Publication Date: April 10, 2008
Type: Paperback, received as gift
Rose loves Dimitri, Dimitri might love Tasha, and Mason would die to be with Rose...
It’s winter break at St. Vladimir’s, but Rose is feeling anything but festive. A massive Strigoi attack has put the school on high alert, and now the Academy’s crawling with Guardians—including Rose’s hard-hitting mother, Janine Hathaway. And if hand-to-hand combat with her mom wasn’t bad enough, Rose’s tutor Dimitri has his eye on someone else, her friend Mason’s got a huge crush on her, and Rose keeps getting stuck in Lissa’s head while she’s making out with her boyfriend, Christian! The Strigoi are closing in, and the Academy’s not taking any risks... This year, St. Vlad’s annual holiday ski trip is mandatory.
But the glittering winter landscape and the posh Idaho resort only create the illusion of safety. When three friends run away in an offensive move against the deadly Strigoi, Rose must join forces with Christian to rescue them. But heroism rarely comes without a price...
Some Reasons Why This Book Earned Me Glares From Nearly Every One of My Teachers in the Past Two Days, or, alternately, Some Reasons Why This Book is Absolutely Fantastic:
When the heroine acts like an asshole, people don't just brush it away!
When Rose acts stupidly, says something cruel, does something she most certainly shouldn't have, it isn't simply ignored, or excused. People call her on it. Even better, she calls herself on it. For once, a heroine who won't completely refuse to admit they've ever done wrong! You can't believe how wonderful that was to see.
Also, while her words or actions are very frustrating at times, there is a reason, though it's only hinted at in this novel. Part of it's just Rose and her fiery temper, but part of it's . . . not.
There are fascinating new characters!
Quite a few of them, actually, but the most notable being Tasha, Adrian, and Janine, Rose's mother. I loved all of them in their own way; Tasha for her fiery independence so uncommon in Moroi, Adrian for being intriguingly assholian (as well as just plain intriguing), and Janine for being an emotionally stunted badass who still tries despite it all. They were all wonderful additions to the cast, and I'm interested to see the roles they'll have in the rest of the series.
There are real, complex relationships!
There wasn't one relationship in this book that didn't ring true. Not only Rose's relationships, but side relationships such as Lissa and Christian, Dimitri and Tasha, even Lissa and Adrian. Many times, in YA fantasies or paranormals, I've seen "They're supernatural creatures!" or "It's not like our world!" used to dismiss ludicrously unrealistic relationships. Not so with Vampire Academy. Despite the heavy influence their supernatural world and origin has on this cast, their interactions and emotions are so brilliantly believable that I can't help but love them.
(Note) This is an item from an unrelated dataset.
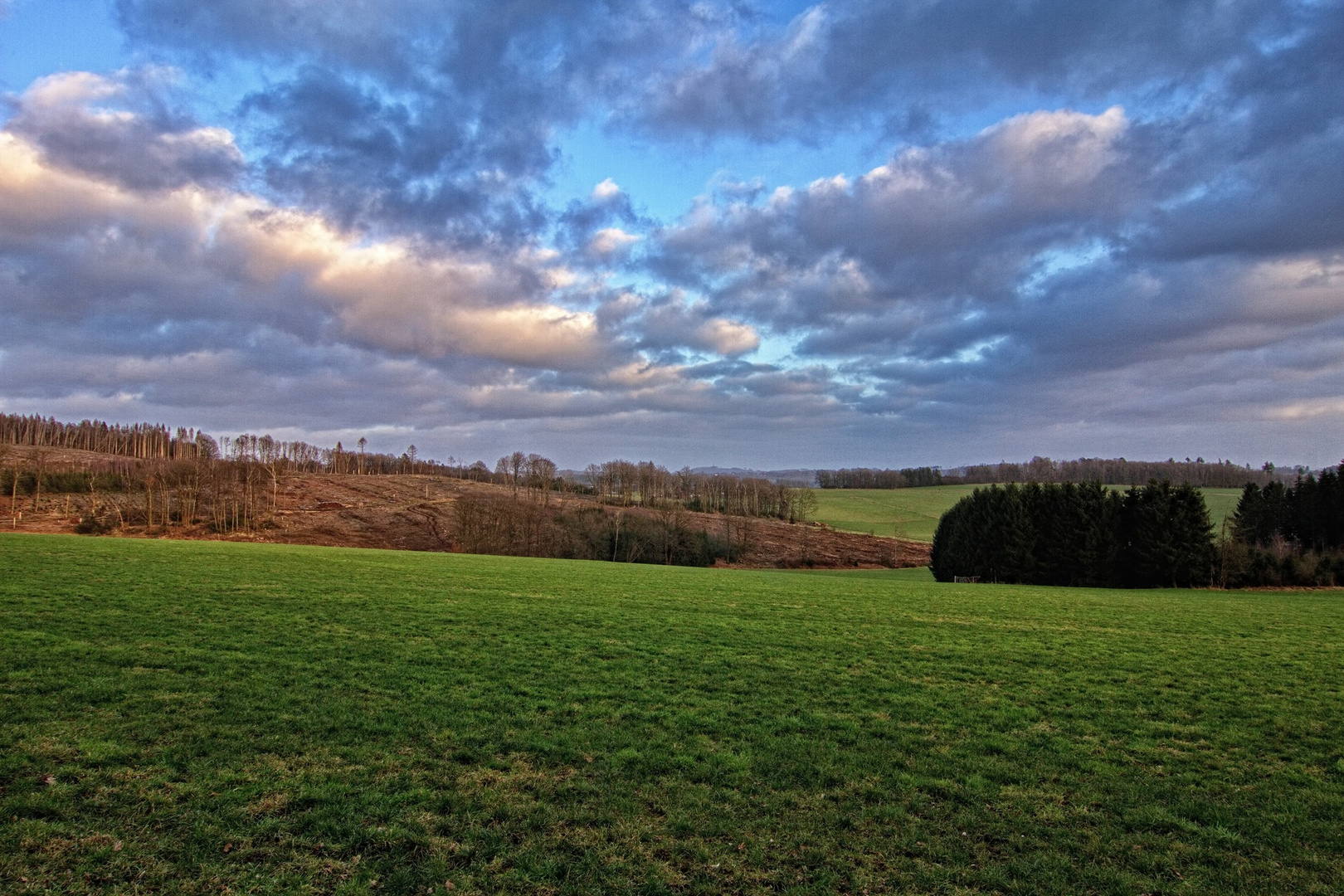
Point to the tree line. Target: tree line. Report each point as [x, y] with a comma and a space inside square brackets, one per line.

Holy character development, Batman!
There's our protagonist, Rose, who's come so far from the rebellious, impetuous teenager we first met at the beginning of Vampire Academy. There was some growth in VA, but in Frostbite, it is a million times more extensive. She emerges from this novel with a gravity and maturity that one could scarcely even glimpse in her younger self. Yes, she's still a spirited, snarky teenager, but she is also more, and I love it.
However, Rose isn't the only one to see some fantastic character development. There are a lot of characters that get expanded upon--in fact, I can think of very few that didn't see some development in this novel. The most notable example, aside from our heroine, would most certainly be Mia.
Man, am I glad those VA fans were right. Her characterization in VA was by far my biggest critique, and in Frostbite, Richelle Mead delivered, just as all the fans promised she would. I don't want to spoil much, but I'll just say that Mia becomes far more than the flat schoolgirl antagonist, and it was a great thing to see. I expect her character will be developed even further in the books to come.
And, perhaps best of all: The emotion.
I'm going to be frank here: it is very rarely that a non-contemporary novel makes me cry.
Even when characters die, it often just does not affect me in the same way; I may be distinctly sad, but it does not often touch me to the point of tears.
But while there was no sobbing or dramatic animal noises, at one point, I did tear up. Because the emotion was so raw and genuine and painful that for a moment I was certain I'd lost someone, too.
That, above all else, is why I salute Mead for this novel.
It's technically 4.5 stars, but I enjoyed this novel far too much not to round it to a 5.